My favorite aspect of David Mitchell is his nods to other literature and it’s metafictional capabilities. In the Tokyo story, a story that seems lush with Haruki Murakami inspiration beyond just the setting, Mitchell quotes directly from Madame Bovary, ’One should be wary of touching one’s idols, for the gilt comes off on one’s fingers.’ Mitchell, who has a strong college backing in literature, seems to enjoy letting this gilt on his fingers show. He makes a few blunt references to authors who influence this novel, such as Vladimir Nabokov, of whom Tim Cavendish (fans of Cloud Atlas rejoice, that foul mouthed son of a bitch you loved has a nice cameo) warns ’anyone who’s trying to get a book finished – steer clear of Nabokov. Nabokov makes anyone feel like a clodhopper.’ It has been told to me that Mitchell based the jaw-dropping ending of this novel off of Yukio Mishima’s Sea of Fertility series, whom he calls out as a great author in the Tokyo story. The Petersburg story seemed to give a nod to The Master and Margarita, with the character name, the cat and all the talk about the devil. Perhaps the most critical moment of displaying his inspiration comes in the Tokyo story when Satoru receives Murakami’s translation of F. Scott Fitzgerald’s short stories because he loved The Great Gatsby so much. Fitzgerald, especially in Gatsby has a fixation on the past and trying to rectify it. Interestingly enough, a vast majority of the narrators spend most of their sections looking backwards and the choices and chances that brought them to where they are at the present. Margarita has a hope for the future, yet a large part is to rectify her somber past. Only Quasar seems to look toward the future, which is mainly from a complete rejection of his past, yet he spends half his segment telling how he came to be as well. Music also plays a large roll in this novel, which in a way gives it a bit of a soundtrack. I must say that Bat Segundo has an excellent taste in music.

The Mongolia segment displays some wonderful use of metafiction. This segment has the narrator, a ‘ghost’ who inhabits the minds of others and reads their life stories, travel from person to person in search of stories, much like what the novel itself is doing. There are several wonderful, authentic Mongolian folk tales within this segment. The most striking of these involves a young boy who is fated to roam the world blind telling stories. Getting the picture? Mitchell is incredible with his playfulness of literature. Much of the negative remarks about him stem from this playfulness, criticizing him of just writing ‘masturbatory novels’ and showing off his literary muscle like one of those creepy guys at a beach. I, however, find that to be a great charm of his, although I like writers who write about writing.

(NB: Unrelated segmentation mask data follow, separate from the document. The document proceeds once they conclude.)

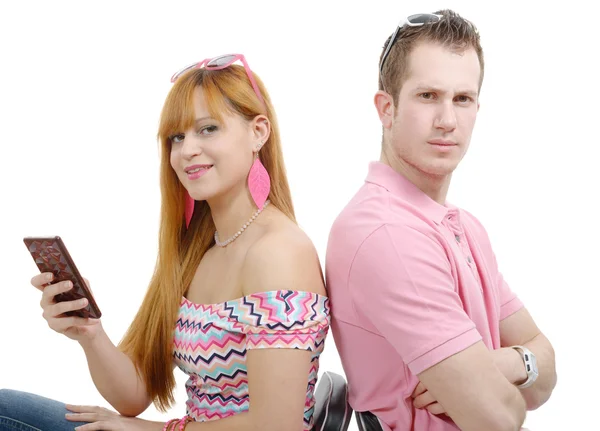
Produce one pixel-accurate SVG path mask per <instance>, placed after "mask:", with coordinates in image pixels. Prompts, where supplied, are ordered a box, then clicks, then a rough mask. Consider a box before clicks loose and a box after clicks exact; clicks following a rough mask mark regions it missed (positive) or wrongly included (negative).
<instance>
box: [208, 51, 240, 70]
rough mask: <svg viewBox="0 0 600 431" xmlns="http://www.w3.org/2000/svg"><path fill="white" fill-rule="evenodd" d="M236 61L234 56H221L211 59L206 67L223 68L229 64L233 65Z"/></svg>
mask: <svg viewBox="0 0 600 431" xmlns="http://www.w3.org/2000/svg"><path fill="white" fill-rule="evenodd" d="M235 59H236V56H235V55H230V54H228V55H222V56H220V57H216V58H213V59H212V60H211V61H209V62H208V64H207V65H206V66H207V67H223V66H228V65H230V64H231V63H233V62H234V61H235Z"/></svg>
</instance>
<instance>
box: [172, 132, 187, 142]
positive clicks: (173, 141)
mask: <svg viewBox="0 0 600 431" xmlns="http://www.w3.org/2000/svg"><path fill="white" fill-rule="evenodd" d="M184 139H185V135H184V134H183V133H178V134H176V135H171V136H169V141H171V142H172V143H173V144H179V143H181V142H183V140H184Z"/></svg>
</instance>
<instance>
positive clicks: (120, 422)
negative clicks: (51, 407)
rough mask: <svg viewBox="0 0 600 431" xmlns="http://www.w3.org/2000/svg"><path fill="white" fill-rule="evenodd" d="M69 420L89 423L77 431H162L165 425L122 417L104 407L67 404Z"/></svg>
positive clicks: (77, 428)
mask: <svg viewBox="0 0 600 431" xmlns="http://www.w3.org/2000/svg"><path fill="white" fill-rule="evenodd" d="M67 410H69V411H70V412H72V413H67V414H66V415H65V417H66V418H67V420H70V421H73V422H89V423H87V424H85V425H81V426H78V427H77V428H75V429H76V430H77V431H100V430H102V431H161V430H162V428H163V426H164V424H162V423H160V422H150V421H145V420H143V419H138V418H131V417H126V416H121V415H119V414H118V413H115V412H112V411H110V410H108V409H105V408H103V407H96V406H75V405H72V404H67Z"/></svg>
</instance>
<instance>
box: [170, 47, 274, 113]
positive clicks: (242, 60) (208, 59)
mask: <svg viewBox="0 0 600 431" xmlns="http://www.w3.org/2000/svg"><path fill="white" fill-rule="evenodd" d="M238 60H239V61H241V62H242V65H243V66H244V70H245V71H246V74H247V75H248V79H249V80H250V83H251V84H252V88H253V89H254V92H255V93H256V95H257V96H258V98H259V100H260V101H261V103H262V104H263V105H264V104H265V100H264V99H263V97H262V94H261V93H260V90H259V89H258V85H256V81H255V80H254V76H253V74H252V71H251V70H250V66H248V63H247V62H246V58H245V57H244V56H243V55H242V54H225V55H220V56H218V57H215V58H206V59H204V60H202V61H201V62H199V63H194V64H191V65H189V66H187V67H185V68H183V69H181V70H180V71H179V72H177V73H175V74H174V75H173V76H172V77H171V82H175V81H176V80H177V78H179V77H180V76H181V75H182V74H184V73H185V72H187V71H188V70H191V69H201V68H202V67H204V68H205V69H206V70H221V69H225V68H226V67H229V66H231V65H232V64H233V63H235V62H236V61H238Z"/></svg>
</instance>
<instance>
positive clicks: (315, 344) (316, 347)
mask: <svg viewBox="0 0 600 431" xmlns="http://www.w3.org/2000/svg"><path fill="white" fill-rule="evenodd" d="M233 316H235V318H236V319H237V322H238V323H239V324H241V326H242V332H243V333H244V334H245V335H246V348H247V349H301V350H309V351H313V352H320V351H322V349H323V347H324V342H325V338H326V336H327V332H328V330H329V325H330V313H329V299H328V298H327V297H325V296H322V295H318V294H316V293H313V292H298V291H292V290H279V291H271V292H259V293H254V294H251V295H248V296H246V297H244V298H243V302H242V304H241V306H240V308H239V310H238V312H237V313H235V314H230V317H233Z"/></svg>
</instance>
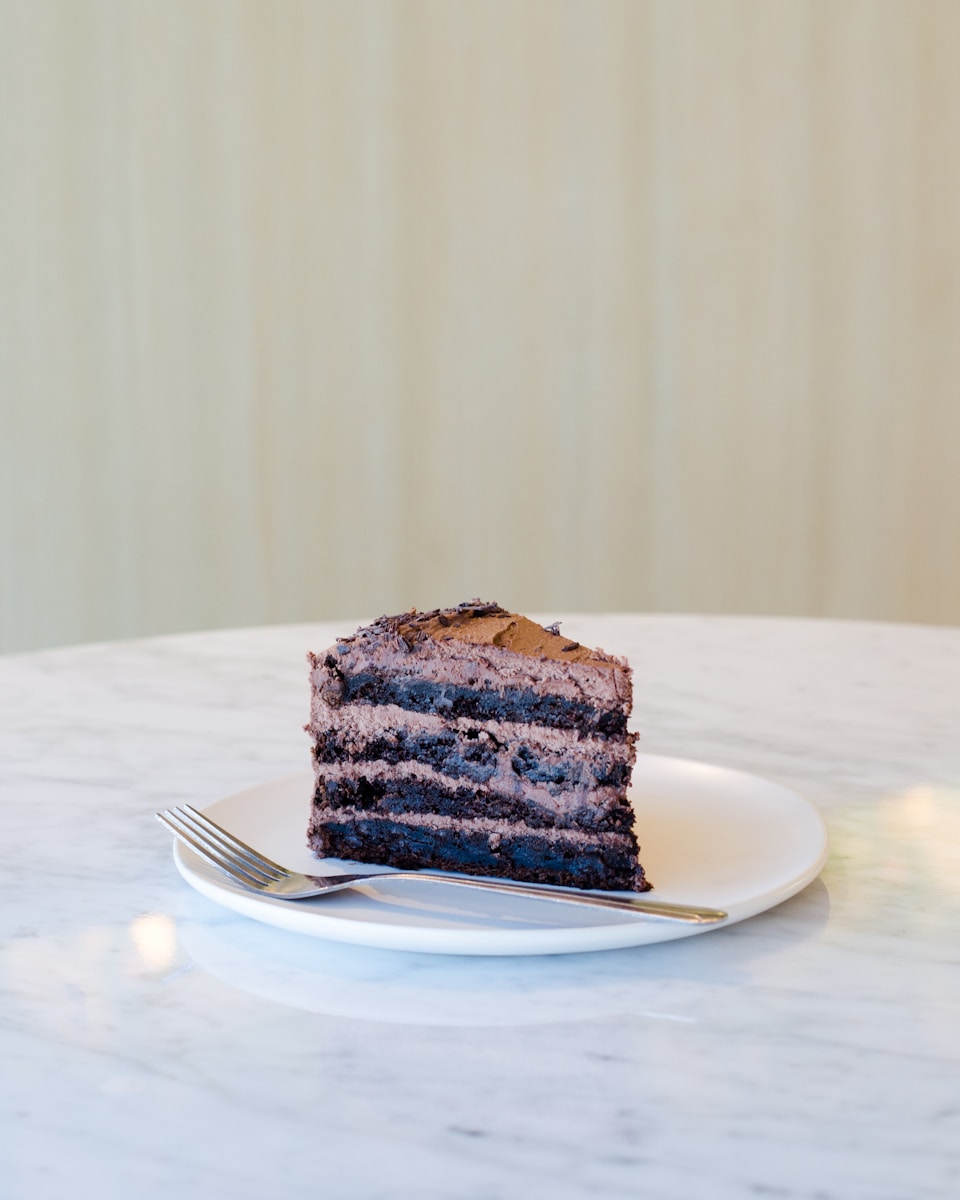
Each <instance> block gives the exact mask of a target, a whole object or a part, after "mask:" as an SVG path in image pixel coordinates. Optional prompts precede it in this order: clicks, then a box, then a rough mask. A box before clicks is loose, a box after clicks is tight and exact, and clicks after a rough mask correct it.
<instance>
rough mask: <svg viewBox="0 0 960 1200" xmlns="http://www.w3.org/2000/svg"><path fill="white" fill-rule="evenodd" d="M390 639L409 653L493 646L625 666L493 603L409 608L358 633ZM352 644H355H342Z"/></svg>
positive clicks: (566, 661) (553, 628)
mask: <svg viewBox="0 0 960 1200" xmlns="http://www.w3.org/2000/svg"><path fill="white" fill-rule="evenodd" d="M371 635H372V636H377V635H392V636H395V637H402V638H403V641H404V642H407V643H409V646H410V647H413V646H416V643H418V642H421V641H422V640H424V638H425V637H432V638H433V640H434V641H438V642H469V643H470V644H473V646H497V647H500V648H502V649H504V650H512V652H514V654H526V655H528V656H529V658H535V659H557V661H560V662H589V664H590V666H598V667H617V666H623V665H624V664H623V661H622V660H620V659H616V658H613V656H612V655H610V654H605V653H604V652H602V650H594V649H590V648H589V647H588V646H581V644H580V642H574V641H571V640H570V638H569V637H563V636H562V635H560V631H559V626H557V625H552V626H550V628H548V629H544V626H542V625H538V624H536V622H534V620H530V619H529V617H523V616H521V614H520V613H516V612H508V611H506V608H502V607H500V606H499V605H498V604H496V602H487V601H484V600H468V601H467V602H466V604H461V605H457V606H456V608H434V610H432V611H431V612H418V611H416V610H415V608H412V610H410V611H409V612H403V613H400V614H397V616H396V617H380V618H378V619H377V620H374V622H373V624H372V625H368V626H366V629H361V630H358V632H356V635H354V636H356V637H365V636H371ZM343 641H344V642H350V641H353V638H343Z"/></svg>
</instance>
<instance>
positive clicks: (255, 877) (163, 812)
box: [156, 809, 270, 888]
mask: <svg viewBox="0 0 960 1200" xmlns="http://www.w3.org/2000/svg"><path fill="white" fill-rule="evenodd" d="M156 818H157V821H160V822H161V823H162V824H164V826H166V827H167V828H168V829H169V830H170V833H174V834H176V836H178V838H179V839H180V840H181V841H184V842H186V845H187V846H190V848H191V850H193V851H196V852H197V853H198V854H199V856H200V857H202V858H205V859H206V862H208V863H212V865H214V866H216V868H218V869H220V870H221V871H223V872H226V874H227V875H229V876H230V878H233V880H234V881H235V882H236V883H241V884H242V886H244V887H246V888H264V887H265V886H266V884H268V883H269V882H270V880H269V877H266V876H264V875H262V874H258V875H254V874H253V869H252V868H250V869H248V868H247V866H245V865H244V864H242V863H241V862H239V860H238V859H236V858H232V857H229V854H227V853H224V852H223V851H222V850H221V848H220V847H218V846H216V845H215V844H212V842H211V841H209V840H206V839H205V838H204V836H203V834H200V833H197V832H196V830H193V829H191V828H190V826H188V824H186V822H185V821H184V820H182V817H181V816H180V815H179V814H176V812H175V811H170V810H169V809H167V810H166V811H163V812H157V814H156Z"/></svg>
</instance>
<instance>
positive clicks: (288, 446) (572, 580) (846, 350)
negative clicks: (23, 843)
mask: <svg viewBox="0 0 960 1200" xmlns="http://www.w3.org/2000/svg"><path fill="white" fill-rule="evenodd" d="M958 211H960V5H956V4H953V2H952V0H929V2H928V0H916V2H907V0H779V2H773V0H648V2H643V0H568V2H556V0H528V2H524V4H521V5H517V4H515V2H505V0H492V2H467V0H463V2H454V0H395V2H390V0H383V2H378V0H338V2H331V0H317V2H308V0H304V2H292V0H280V2H276V4H266V2H262V0H245V2H226V0H224V2H216V0H163V2H160V0H0V419H1V420H2V426H1V427H0V649H6V650H10V649H17V648H29V647H34V646H43V644H52V643H58V642H68V641H78V640H86V638H98V637H114V636H128V635H137V634H144V632H160V631H166V630H179V629H190V628H203V626H211V625H222V624H246V623H258V622H274V620H299V619H310V618H314V617H316V618H319V617H337V616H362V614H376V613H377V612H382V611H384V610H391V608H397V607H406V606H408V605H410V604H415V605H420V606H426V605H433V604H438V602H445V601H456V600H458V599H462V598H466V596H469V595H474V594H478V593H482V594H486V595H492V596H494V598H497V599H499V600H500V601H502V602H505V604H510V605H512V606H517V607H523V608H528V610H540V611H554V610H556V611H562V610H574V608H582V610H600V608H607V610H617V608H622V610H628V608H629V610H660V611H679V610H686V611H690V610H696V611H714V612H744V613H745V612H750V613H756V612H764V613H797V614H810V616H842V617H863V618H880V619H895V620H918V622H950V623H956V622H960V328H959V326H960V222H958V217H956V214H958Z"/></svg>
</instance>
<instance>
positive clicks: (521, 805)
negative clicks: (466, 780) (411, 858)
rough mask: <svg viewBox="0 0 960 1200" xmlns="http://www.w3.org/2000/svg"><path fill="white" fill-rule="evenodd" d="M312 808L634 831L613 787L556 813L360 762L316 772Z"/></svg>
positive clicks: (631, 806) (506, 795) (616, 792)
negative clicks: (341, 772) (587, 800)
mask: <svg viewBox="0 0 960 1200" xmlns="http://www.w3.org/2000/svg"><path fill="white" fill-rule="evenodd" d="M371 766H374V764H371ZM376 766H379V764H376ZM316 804H317V806H318V808H323V809H325V810H326V811H329V812H336V811H337V810H338V809H358V810H364V811H370V810H376V811H377V812H379V814H396V812H415V814H422V815H428V814H438V815H440V816H451V817H456V816H460V817H463V818H472V817H496V818H500V820H508V821H512V822H516V823H517V824H526V826H527V827H528V828H530V829H587V830H594V832H598V833H601V832H612V830H622V832H629V830H630V829H632V827H634V809H632V806H631V805H630V804H629V803H628V802H626V799H624V797H623V796H622V794H619V793H617V792H616V791H614V790H612V788H610V790H608V791H607V794H606V796H605V797H604V798H602V800H601V802H599V803H593V804H590V803H586V802H583V803H580V804H578V805H576V806H572V805H571V806H570V808H566V809H562V810H557V809H551V808H548V806H538V805H535V804H530V803H529V800H527V799H526V798H524V797H523V796H522V794H520V793H517V794H515V796H510V794H509V793H504V792H498V791H494V790H493V788H490V787H485V786H482V785H481V786H475V785H467V784H463V782H456V781H455V780H449V779H446V778H445V776H444V775H440V774H438V773H434V774H432V775H428V774H426V773H425V772H421V773H413V772H410V773H408V774H396V773H388V772H384V770H379V772H377V770H364V767H362V764H353V766H352V769H350V770H349V773H346V772H344V773H340V774H338V775H335V776H329V775H325V774H324V773H323V772H318V774H317V792H316Z"/></svg>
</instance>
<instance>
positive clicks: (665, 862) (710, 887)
mask: <svg viewBox="0 0 960 1200" xmlns="http://www.w3.org/2000/svg"><path fill="white" fill-rule="evenodd" d="M311 794H312V776H311V775H310V774H304V775H296V776H293V778H289V779H281V780H276V781H274V782H269V784H262V785H260V786H258V787H251V788H247V790H246V791H244V792H236V793H235V794H234V796H227V797H224V798H223V799H221V800H217V802H216V803H214V804H210V805H208V806H206V809H205V810H204V811H205V812H208V814H209V815H210V816H211V817H212V818H214V820H215V821H217V822H220V824H222V826H224V827H226V828H228V829H230V830H232V832H233V833H234V834H236V836H238V838H241V839H242V840H244V841H246V842H248V844H250V845H252V846H256V847H257V848H258V850H260V851H262V852H263V853H265V854H268V856H269V857H270V858H274V859H275V860H276V862H278V863H283V864H284V865H286V866H289V868H292V869H294V870H299V871H305V872H310V874H320V871H319V870H318V863H319V860H318V859H317V858H316V857H314V856H313V854H312V853H311V851H310V850H307V847H306V828H307V821H308V817H310V805H311ZM631 798H632V802H634V808H635V809H636V812H637V836H638V839H640V842H641V856H640V858H641V862H642V863H643V866H644V870H646V872H647V875H648V877H649V878H650V880H652V881H653V883H654V890H653V893H650V894H649V898H650V899H655V900H666V901H670V902H673V904H691V905H703V906H707V907H712V908H722V910H725V911H726V912H727V913H728V914H730V917H728V920H727V922H724V925H726V924H731V923H733V922H737V920H744V918H746V917H754V916H756V913H758V912H763V911H764V910H767V908H772V907H773V906H774V905H778V904H780V902H781V901H784V900H786V899H788V898H790V896H792V895H794V894H796V893H797V892H799V890H800V889H802V888H804V887H806V884H808V883H810V882H811V881H812V880H815V878H816V877H817V875H818V874H820V871H821V869H822V866H823V863H824V862H826V859H827V830H826V828H824V824H823V821H822V818H821V816H820V812H818V811H817V810H816V809H815V808H814V806H812V805H811V804H810V803H809V802H808V800H805V799H804V798H803V797H802V796H798V794H797V793H796V792H792V791H790V790H788V788H786V787H781V786H780V785H779V784H772V782H769V781H768V780H764V779H758V778H757V776H755V775H746V774H744V773H743V772H737V770H728V769H726V768H724V767H712V766H708V764H706V763H698V762H685V761H683V760H679V758H661V757H656V756H653V755H641V756H640V757H638V758H637V764H636V767H635V769H634V784H632V787H631ZM174 859H175V862H176V866H178V869H179V871H180V874H181V875H182V876H184V878H185V880H186V881H187V883H190V884H191V886H192V887H194V888H196V889H197V890H198V892H200V893H202V894H203V895H205V896H208V898H209V899H211V900H214V901H216V902H217V904H221V905H223V906H226V907H227V908H232V910H233V911H235V912H239V913H242V914H244V916H247V917H252V918H253V919H254V920H260V922H265V923H266V924H270V925H278V926H281V928H282V929H289V930H294V931H295V932H300V934H310V935H312V936H314V937H325V938H330V940H332V941H337V942H350V943H353V944H355V946H374V947H379V948H383V949H391V950H420V952H432V953H436V954H564V953H570V952H576V950H610V949H619V948H623V947H626V946H642V944H646V943H648V942H662V941H670V940H672V938H677V937H689V936H691V935H692V934H701V932H707V931H709V930H712V929H721V928H724V925H682V924H679V923H677V924H671V923H664V922H652V920H646V919H644V918H642V917H634V916H630V914H623V913H619V912H616V911H604V910H598V908H590V907H586V906H584V907H583V908H577V907H574V906H572V905H557V904H551V902H550V901H540V900H530V899H527V898H522V896H517V898H512V896H503V895H496V894H490V893H485V892H470V890H468V889H466V888H450V887H445V886H444V884H442V883H436V882H428V881H424V882H422V883H420V882H402V883H401V882H397V883H394V884H392V886H391V884H390V882H389V877H388V878H385V880H384V881H382V882H378V883H377V884H376V886H366V884H365V886H364V887H362V888H350V889H348V890H346V892H338V893H335V894H334V895H331V896H328V898H325V899H314V900H298V901H289V900H275V899H272V898H270V896H259V895H256V894H252V893H250V892H244V890H242V889H241V888H236V887H234V886H233V884H232V883H230V882H229V881H228V880H227V878H226V877H224V876H223V875H221V874H220V871H217V870H216V868H212V866H209V865H208V864H206V863H205V862H204V860H203V859H202V858H199V857H198V856H197V854H194V853H193V852H192V851H191V850H190V848H188V847H186V846H184V845H182V844H181V842H179V841H176V842H175V844H174ZM362 869H368V870H379V868H376V866H370V865H368V864H359V865H358V864H354V863H346V862H342V860H340V859H332V858H330V859H325V860H324V863H323V874H343V872H346V871H356V870H362Z"/></svg>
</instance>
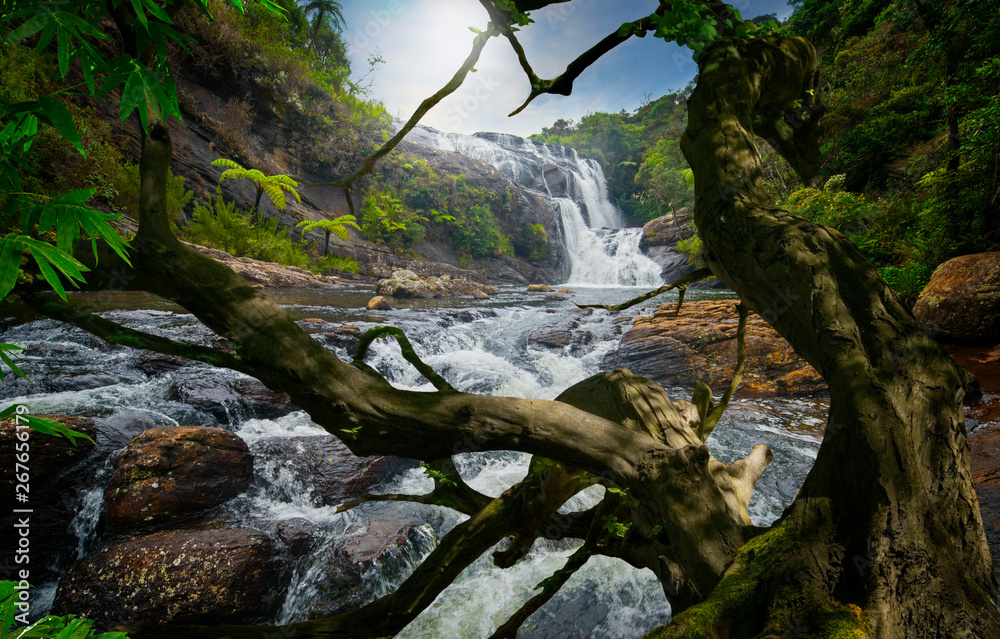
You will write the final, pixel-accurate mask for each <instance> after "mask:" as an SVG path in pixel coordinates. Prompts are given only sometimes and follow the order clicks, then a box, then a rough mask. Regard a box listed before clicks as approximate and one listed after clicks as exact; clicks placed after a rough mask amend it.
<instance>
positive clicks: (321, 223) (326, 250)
mask: <svg viewBox="0 0 1000 639" xmlns="http://www.w3.org/2000/svg"><path fill="white" fill-rule="evenodd" d="M295 226H296V227H297V228H301V229H302V232H303V233H308V232H309V231H311V230H313V229H316V228H320V229H323V230H324V231H326V243H325V244H324V245H323V255H326V254H327V252H328V251H329V249H330V234H331V233H333V234H334V235H336V236H337V237H339V238H340V239H341V240H343V241H345V242H346V241H347V238H348V237H350V235H348V233H347V227H348V226H353V227H354V228H356V229H358V230H359V231H360V230H361V227H360V226H358V223H357V218H356V217H354V216H353V215H341V216H340V217H338V218H335V219H332V220H305V221H303V222H299V223H298V224H296V225H295Z"/></svg>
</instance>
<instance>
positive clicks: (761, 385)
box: [602, 300, 826, 395]
mask: <svg viewBox="0 0 1000 639" xmlns="http://www.w3.org/2000/svg"><path fill="white" fill-rule="evenodd" d="M735 307H736V301H735V300H727V301H715V302H713V301H701V302H685V303H684V305H683V307H682V308H681V312H680V315H679V316H678V317H674V309H675V305H674V304H665V305H662V306H660V307H659V308H658V309H657V310H656V311H655V312H654V313H653V316H652V317H638V318H636V320H635V323H634V325H633V326H632V328H631V329H629V331H628V332H626V333H625V335H624V337H622V340H621V343H620V345H619V347H618V349H617V350H616V351H612V352H611V353H609V354H608V355H607V356H606V357H605V359H604V363H603V365H602V368H604V369H605V370H611V369H614V368H629V369H631V370H632V371H633V372H635V373H638V374H639V375H643V376H644V377H648V378H650V379H652V380H654V381H656V382H658V383H659V384H661V385H663V386H666V387H677V386H680V387H686V388H690V387H692V386H693V385H694V384H695V383H697V382H705V383H706V384H708V385H709V386H711V387H712V388H713V389H714V390H716V391H721V390H723V389H725V388H726V387H727V386H728V384H729V382H730V380H731V379H732V373H733V369H734V368H735V366H736V328H737V314H736V308H735ZM825 390H826V385H825V383H824V382H823V379H822V378H821V377H820V376H819V374H818V373H817V372H816V371H815V370H814V369H813V368H812V367H811V366H809V364H807V363H806V362H805V361H804V360H802V359H801V358H800V357H799V356H798V355H796V354H795V352H794V351H793V350H792V347H791V346H790V345H789V344H788V342H787V341H785V340H784V339H783V338H782V337H781V336H779V335H778V334H777V333H776V332H775V331H774V329H772V328H771V327H770V326H768V325H767V324H765V323H764V321H763V320H762V319H760V317H758V316H757V315H755V314H751V316H750V318H749V321H748V324H747V361H746V370H745V372H744V375H743V383H742V385H741V386H740V392H742V393H744V394H746V393H754V394H757V395H785V394H792V395H811V394H815V393H822V392H825Z"/></svg>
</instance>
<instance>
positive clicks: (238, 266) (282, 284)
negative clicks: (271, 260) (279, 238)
mask: <svg viewBox="0 0 1000 639" xmlns="http://www.w3.org/2000/svg"><path fill="white" fill-rule="evenodd" d="M188 246H190V247H191V248H193V249H195V250H197V251H199V252H201V253H204V254H205V255H208V256H209V257H212V258H215V259H216V260H218V261H220V262H222V263H223V264H225V265H226V266H228V267H229V268H231V269H233V270H234V271H236V274H237V275H239V276H240V277H242V278H243V279H245V280H246V281H247V282H249V283H250V284H251V285H253V286H257V287H266V288H291V287H327V286H336V285H338V284H341V283H343V280H340V279H338V278H336V277H331V276H328V275H314V274H312V273H310V272H309V271H307V270H305V269H301V268H298V267H297V266H285V265H283V264H274V263H272V262H262V261H260V260H254V259H251V258H249V257H233V256H232V255H230V254H229V253H226V252H225V251H220V250H218V249H212V248H206V247H204V246H198V245H197V244H188Z"/></svg>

Ghostwritten is a powerful novel, and a powerful display of writing. This would be a perfect introduction into the world of Mitchell, although I did not find it to be as strong as Cloud Atlas. The two are good companion novels however, as major narrators in Cloud Atlas make minor appearances here, and they are both composed of seemingly unrelated, yet harmonizing stories. This novel rewards a careful reading. Almost nothing in this poignant novel is superfluous and there are countless connections and parallels to be found. The world will never be the same after reading this, I found myself analyzing every action of mine wondering how it would echo across the globe, which makes you feel even more guilty when you accidentally cut someone off in morning traffic. The horrors of humanity are all on display here, yet somehow we are all connected and the world keeps turning. Is it because of fate or chance? Is it for power or want? Or, maybe, is it because of love?